01	LCP Code for a Configure-Request.
00	LCP Identifier for this Configure-Request.
00 24	Length in bytes of the LCP packet (36 bytes long).
02	LCP option for Asynchronous Control Character Map (ACCM).
06	Length in bytes of the ACCM option.
00 00 00 00	Data for the ACCM option.
05	LCP option for the magic number.
06	Length in bytes of the magic number option.
00 00 C0 05	Data for the magic number option.
07	LCP option for protocol compression.
02	Length in bytes of the protocol compression option.
08	LCP option for address and control field compression.
02	Length in bytes of the address and control field compression option.
0D	LCP option for callback.
03	Length in bytes of the callback option.
06	Callback option data.
11	LCP option for the Multilink Maximum Receive Reconstructed Unit. Multilink LCP options are discussed in the "Multilink and Bandwidth Allocation Protocol" section of this chapter.
04	Length in bytes of the Multilink Maximum Receive Reconstructed Unit option.
06 4E	Multilink Maximum Receive Reconstructed Unit option data.
13	LCP option for the Multilink Endpoint Discriminator option.

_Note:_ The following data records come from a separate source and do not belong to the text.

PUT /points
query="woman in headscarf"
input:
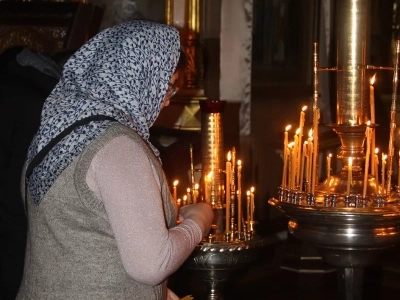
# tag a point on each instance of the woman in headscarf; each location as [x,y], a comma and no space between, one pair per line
[102,222]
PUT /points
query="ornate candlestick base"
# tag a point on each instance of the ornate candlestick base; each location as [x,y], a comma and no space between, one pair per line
[349,238]
[214,262]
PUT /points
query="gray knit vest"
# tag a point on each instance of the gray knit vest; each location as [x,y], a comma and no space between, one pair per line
[71,250]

09	Length in bytes of the Multilink Endpoint Discriminator option.
03 00 60 08 52 F9 D8	Multilink Endpoint Discriminator option data.

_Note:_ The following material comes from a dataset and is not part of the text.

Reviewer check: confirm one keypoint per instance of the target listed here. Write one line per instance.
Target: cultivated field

As you can see, Network Monitor is the easier tool for the interpretation of PPP traffic. However, the PPP trace contains valuable internal component interaction information that can be useful to troubleshoot connection problems and behavior. When in doubt, obtain both a Network Monitor capture and a PPP trace.

Note

PPP tracing in Windows 2000 is the same as the PPP log feature found in Windows NT 4.0 and earlier.